Unknown to me at the time, the gators were kept very well fed and were most lethargic and in truth the man wrestling them was in little danger. But that was not how it seemed to a six year old. My brother, who at the age of twelve, I am sure was worldlier. The man would get on the gator’s back and pull it’s head up from behind. The gator’s mouth was wide open and one, if positioned in the right spot, could see deep down the gator’s throat. To me I was looking down the abyss, to what would be my final resting place if the gator decided to break through the seemingly flimsy chicken wire fence that separated the tourist from the predator. While all this was happening my mother and grandmother were off to the gift shop where they bought dresses for my mother’s nieces. My Grandmother, who owned a fabric store bought Seminole made fabric and was interested in how the dresses were made. My mother bought handmade crafts for my father’s brother who was a collector of Native American artifacts.

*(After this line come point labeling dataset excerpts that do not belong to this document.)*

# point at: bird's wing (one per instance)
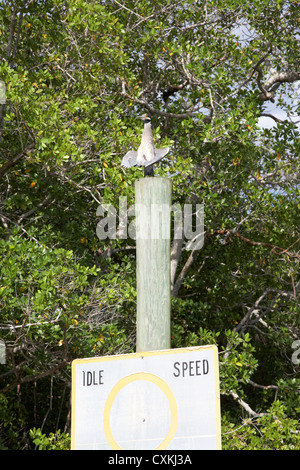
(159, 154)
(129, 159)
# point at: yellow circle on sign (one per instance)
(164, 388)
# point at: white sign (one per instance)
(152, 400)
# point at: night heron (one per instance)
(146, 154)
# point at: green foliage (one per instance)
(76, 75)
(57, 441)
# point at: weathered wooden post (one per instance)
(152, 205)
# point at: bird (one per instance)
(146, 155)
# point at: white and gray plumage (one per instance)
(146, 154)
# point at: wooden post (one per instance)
(152, 205)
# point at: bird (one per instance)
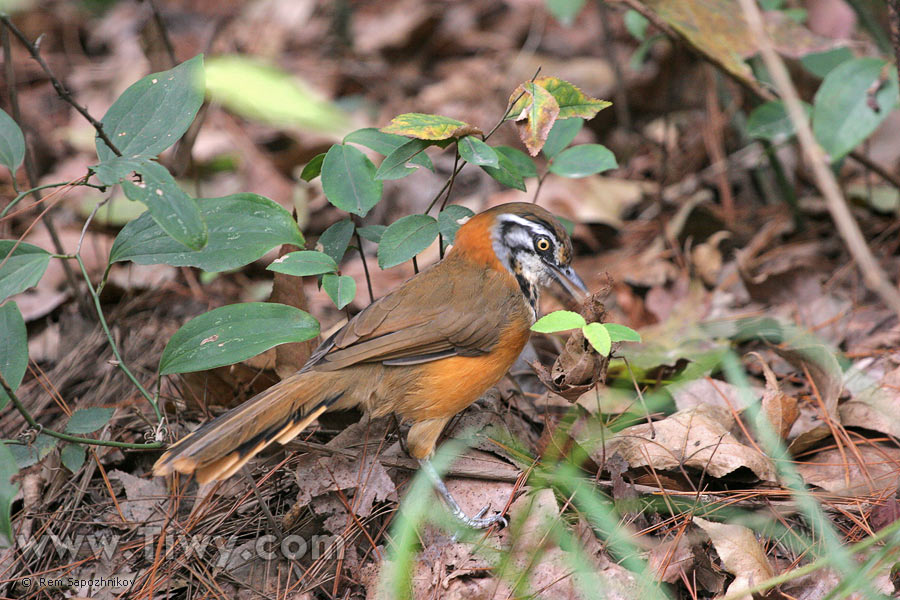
(425, 351)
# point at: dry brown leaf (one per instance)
(740, 551)
(698, 438)
(841, 473)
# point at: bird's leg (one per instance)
(479, 521)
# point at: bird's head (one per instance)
(526, 240)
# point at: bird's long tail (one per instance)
(222, 446)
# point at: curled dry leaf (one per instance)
(697, 438)
(780, 409)
(740, 551)
(578, 368)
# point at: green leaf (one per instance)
(562, 134)
(429, 127)
(313, 168)
(583, 160)
(572, 101)
(304, 262)
(405, 238)
(12, 143)
(598, 336)
(560, 320)
(565, 11)
(450, 220)
(154, 113)
(340, 288)
(234, 333)
(524, 164)
(21, 268)
(13, 348)
(846, 110)
(771, 122)
(348, 178)
(335, 239)
(372, 233)
(72, 457)
(636, 24)
(821, 64)
(475, 151)
(621, 333)
(172, 209)
(507, 173)
(88, 420)
(394, 165)
(385, 143)
(265, 93)
(32, 453)
(8, 491)
(242, 227)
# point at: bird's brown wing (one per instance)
(431, 316)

Now, more than 50 years later, I remember those trips clearly, almost as if they had happened yesterday.
Yesterday while driving down Highway 27 from Belle Glade we past an old building almost hidden among the weeds. We stopped, as we tend to do when looking for “rusty gold.” While I have no idea if it was the one that we went to all those years ago, it had a very familiar look to it. A heavy growth of weeds and trees kept us from exploring deep into the property, but the front was fairly typical of what I remember as a kid. In some ways it was like looking at a ghost. The front building was all that was left for the most part. The words painted on the front of the building told of its glory days as a pre-Disney Florida roadside attraction, the “Finest Collection of Everglades Animals.” The animals are now gone, as are the wrestlers and the women who made the crafts. Gone too are the tourists. The building, at least for now, still stands as a reminder of a not too distance past in Florida’s history. I am glad that we stopped to make a few photographs and when days like this happens I am glad to be a photographer and time traveler.